ABSTRACT

The series of Feminist Perspectives on…began with the Foundational Subjects of Law, and one of its stated aims was to bring feminist perspectives to bear on areas of the law which had not traditionally been seen as obvious candidates for that kind of analysis.1 In that sense, employment law might be thought to be different, in that significant chunks of it are recognisably and directly to do with women (sex discrimination, equal pay, maternity rights), and this means that women are at once identifiable as appropriate or ‘proper’ subjects within that category of legal study. This can, however, be a mixed blessing, since it offers the temptation to ‘ghettoise’ and assume that there are particular topics (‘women’s issues’) with which feminists should concern themselves (or, indeed, to which they should restrict themselves).

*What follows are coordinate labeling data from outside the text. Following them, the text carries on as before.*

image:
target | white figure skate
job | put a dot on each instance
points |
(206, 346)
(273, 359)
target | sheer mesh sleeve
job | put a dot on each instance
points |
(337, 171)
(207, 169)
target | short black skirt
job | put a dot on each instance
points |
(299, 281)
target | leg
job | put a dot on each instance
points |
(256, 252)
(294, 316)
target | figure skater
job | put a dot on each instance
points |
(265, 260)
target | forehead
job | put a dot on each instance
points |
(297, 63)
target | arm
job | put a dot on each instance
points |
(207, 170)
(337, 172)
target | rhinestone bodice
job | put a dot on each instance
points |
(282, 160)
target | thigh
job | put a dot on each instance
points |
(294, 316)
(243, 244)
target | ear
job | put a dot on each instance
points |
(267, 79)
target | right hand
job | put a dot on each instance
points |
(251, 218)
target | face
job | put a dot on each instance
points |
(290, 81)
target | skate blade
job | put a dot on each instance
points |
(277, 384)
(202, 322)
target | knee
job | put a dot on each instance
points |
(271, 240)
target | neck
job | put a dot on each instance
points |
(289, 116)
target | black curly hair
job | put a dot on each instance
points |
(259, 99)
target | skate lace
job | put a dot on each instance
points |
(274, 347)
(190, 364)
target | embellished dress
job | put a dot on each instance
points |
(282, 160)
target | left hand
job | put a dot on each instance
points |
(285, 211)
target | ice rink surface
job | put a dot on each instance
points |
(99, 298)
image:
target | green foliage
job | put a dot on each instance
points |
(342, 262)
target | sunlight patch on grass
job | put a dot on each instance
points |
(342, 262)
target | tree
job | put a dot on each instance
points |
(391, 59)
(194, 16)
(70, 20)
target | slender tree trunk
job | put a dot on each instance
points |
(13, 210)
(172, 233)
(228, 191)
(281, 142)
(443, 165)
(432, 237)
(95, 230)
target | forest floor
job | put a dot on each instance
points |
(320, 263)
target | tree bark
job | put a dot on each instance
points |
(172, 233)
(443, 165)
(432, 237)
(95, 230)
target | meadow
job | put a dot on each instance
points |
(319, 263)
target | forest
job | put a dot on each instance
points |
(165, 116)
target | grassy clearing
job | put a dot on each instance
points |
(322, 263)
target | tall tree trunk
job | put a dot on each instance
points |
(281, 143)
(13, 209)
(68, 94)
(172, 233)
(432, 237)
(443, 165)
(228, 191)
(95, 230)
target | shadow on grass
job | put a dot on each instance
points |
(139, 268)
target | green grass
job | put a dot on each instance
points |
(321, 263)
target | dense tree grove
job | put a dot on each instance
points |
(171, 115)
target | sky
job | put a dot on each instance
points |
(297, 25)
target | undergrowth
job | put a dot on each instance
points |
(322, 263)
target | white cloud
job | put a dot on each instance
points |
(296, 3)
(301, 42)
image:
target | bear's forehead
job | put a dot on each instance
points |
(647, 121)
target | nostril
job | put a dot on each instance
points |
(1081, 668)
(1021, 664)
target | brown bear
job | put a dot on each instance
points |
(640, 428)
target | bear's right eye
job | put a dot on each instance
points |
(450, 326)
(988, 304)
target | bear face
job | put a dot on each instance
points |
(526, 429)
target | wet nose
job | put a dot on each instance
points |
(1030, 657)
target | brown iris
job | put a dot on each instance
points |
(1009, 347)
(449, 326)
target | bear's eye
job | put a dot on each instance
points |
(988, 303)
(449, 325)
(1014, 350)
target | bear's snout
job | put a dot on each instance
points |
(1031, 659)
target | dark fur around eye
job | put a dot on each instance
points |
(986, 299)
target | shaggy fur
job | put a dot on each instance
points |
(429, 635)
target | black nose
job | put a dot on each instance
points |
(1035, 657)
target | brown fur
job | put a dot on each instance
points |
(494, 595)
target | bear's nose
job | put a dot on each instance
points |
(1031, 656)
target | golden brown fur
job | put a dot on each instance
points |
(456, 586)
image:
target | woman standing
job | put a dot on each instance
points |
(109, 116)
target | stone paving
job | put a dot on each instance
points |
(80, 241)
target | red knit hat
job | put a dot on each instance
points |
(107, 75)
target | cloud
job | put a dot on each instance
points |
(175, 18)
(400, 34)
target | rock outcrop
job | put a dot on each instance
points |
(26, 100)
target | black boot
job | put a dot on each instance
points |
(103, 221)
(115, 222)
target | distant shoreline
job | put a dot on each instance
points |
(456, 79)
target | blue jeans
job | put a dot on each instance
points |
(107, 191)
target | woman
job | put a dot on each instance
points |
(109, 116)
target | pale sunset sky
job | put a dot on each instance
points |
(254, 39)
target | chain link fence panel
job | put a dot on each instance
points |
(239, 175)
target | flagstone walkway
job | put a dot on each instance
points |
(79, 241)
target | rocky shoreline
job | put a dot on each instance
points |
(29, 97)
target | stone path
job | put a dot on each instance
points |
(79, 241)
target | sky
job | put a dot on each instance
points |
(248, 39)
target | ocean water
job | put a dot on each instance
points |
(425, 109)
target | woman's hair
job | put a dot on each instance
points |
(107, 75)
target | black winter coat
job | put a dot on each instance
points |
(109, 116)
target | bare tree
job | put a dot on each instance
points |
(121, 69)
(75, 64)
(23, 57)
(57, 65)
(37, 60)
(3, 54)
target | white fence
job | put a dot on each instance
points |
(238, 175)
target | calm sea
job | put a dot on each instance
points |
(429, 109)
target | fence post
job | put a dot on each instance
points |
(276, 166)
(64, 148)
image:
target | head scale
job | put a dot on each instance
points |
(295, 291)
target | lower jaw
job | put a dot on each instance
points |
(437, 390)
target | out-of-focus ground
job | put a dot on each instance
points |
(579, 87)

Whilst, at the very least, this denies the wider relevance of feminism, it also ignores the fact that a piecemeal approach is not going to achieve the fundamental changes which are necessary if women are to be able to participate fully and equally in society-a participation which requires a just reward for the work they do and the contributions they make, both paid and unpaid. Further, focusing only on the laws which purport to deal with discrimination can encourage the view that, since there are now laws which call for equal pay, outlaw sex discrimination and provide for maternity leave, any lingering ‘inequalities’ must, by definition, result from the different choices which women make in their lives, rather than from conscious or unconscious bias.